So what to do? Just pick them green, as you suggest, and “hang them out to dry?” Use some of the green ones like water chestnuts for cooking? Roast some for instant eating? Or just cede them to the legion of full-time feral foragers on this mountain, since I’m just a lone, interloping, part-time dilettante myself.
All suggestions welcome. Thanks and best regards.
Lincoln
August 18, 2011 at 6:46 pm
goingferal
Ha, that’s definitely your call to make – but yea, if you do want to eat some and join in that feasting with the squirrels and jays, pick ‘em green and stow ‘em away to dry!
August 12, 2011 at 7:09 am
Anore Jones
Yes, Hazel nuts are a wonderful food. Some trees produce large nuts probably from commercial stock. Has anyone tried grafting some twigs of the large nut onto the hardy wild root stocks? I have one tree that must be 20 feet high and wide.

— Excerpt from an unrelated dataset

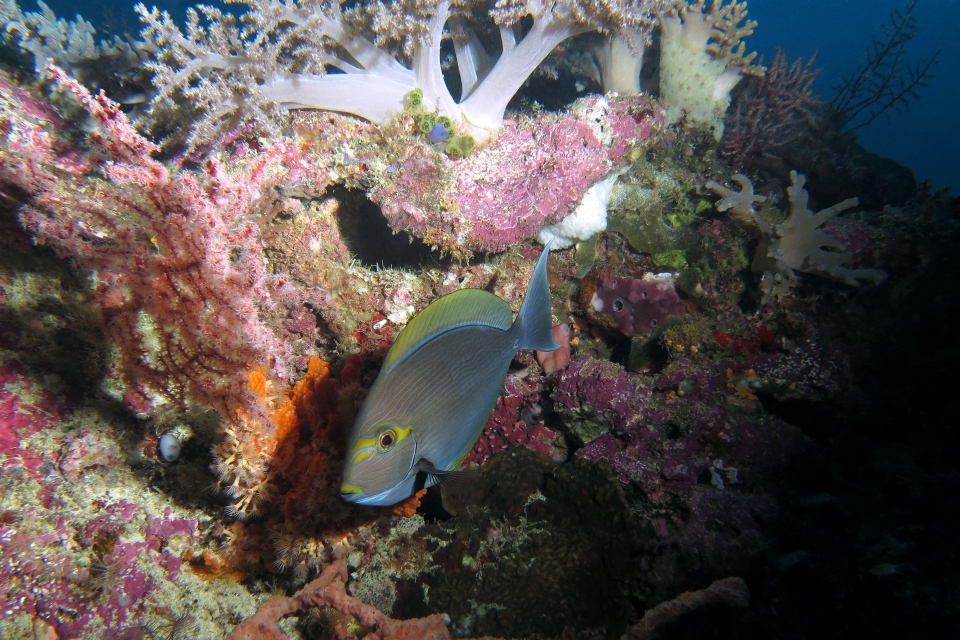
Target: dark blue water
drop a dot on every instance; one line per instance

August 18, 2011 at 6:44 pm
goingferal
That’s a really good idea.
My limited experience sprouting and growing cultivated varieties, they seem almost as hardy of plants as native hazels (extremely hardy), but that would definitely be a worthwhile experiment!

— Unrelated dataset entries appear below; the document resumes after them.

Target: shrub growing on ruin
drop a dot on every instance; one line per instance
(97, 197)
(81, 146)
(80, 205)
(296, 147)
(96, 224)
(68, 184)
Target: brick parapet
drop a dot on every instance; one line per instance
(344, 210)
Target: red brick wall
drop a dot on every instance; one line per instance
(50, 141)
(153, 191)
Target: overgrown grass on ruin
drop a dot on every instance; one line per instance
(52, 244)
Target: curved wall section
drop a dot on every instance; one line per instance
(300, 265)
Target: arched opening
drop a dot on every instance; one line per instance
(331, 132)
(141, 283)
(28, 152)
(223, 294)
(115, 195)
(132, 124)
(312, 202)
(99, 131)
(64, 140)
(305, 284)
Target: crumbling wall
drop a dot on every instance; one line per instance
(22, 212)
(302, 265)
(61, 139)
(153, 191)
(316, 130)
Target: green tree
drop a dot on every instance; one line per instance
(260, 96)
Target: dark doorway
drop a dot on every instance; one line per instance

October 29, 2011 at 11:35 pm
Elizaeth
I am quite delighted to have found this blog, and am finding my way around and being inspired. I feel so strongly about this way of living, more and more these days. I have been lucky enough to have found myself living on one side of a forest, working in a studio inside it, and having my daughter in school on the edge of it. My life revolves round it and its getting me much closer to finding my way in nature again.

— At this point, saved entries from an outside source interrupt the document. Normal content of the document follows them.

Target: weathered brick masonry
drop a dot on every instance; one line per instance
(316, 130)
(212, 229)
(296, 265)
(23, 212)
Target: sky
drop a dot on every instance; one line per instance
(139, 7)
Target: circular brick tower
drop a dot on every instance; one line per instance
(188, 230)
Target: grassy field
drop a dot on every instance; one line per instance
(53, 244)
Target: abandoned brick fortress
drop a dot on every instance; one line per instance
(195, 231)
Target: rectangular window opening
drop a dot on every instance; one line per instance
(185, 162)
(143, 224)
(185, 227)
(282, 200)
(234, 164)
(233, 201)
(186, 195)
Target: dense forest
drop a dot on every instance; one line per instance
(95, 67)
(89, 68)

The woodlands are wholeheartedly one of the most alive places I can think of, the trees feel like the answer to everything these days, and plenty of hazel here too. I do like this picture in this post!!!!
thank you for sharing your experiences and thoughts x E
November 5, 2011 at 4:30 pm
NM Grower
If you create a really enticing spot for the squirrels to cache the nuts, then you can have them do the harvesting for you. Once the cache is full you can take a share and leave some for the squirrels. They always hoard more than they need.
Never tried it, but what I’ve ready is that you place a tube on the ground near the nut trees and the squirrels just fill them up.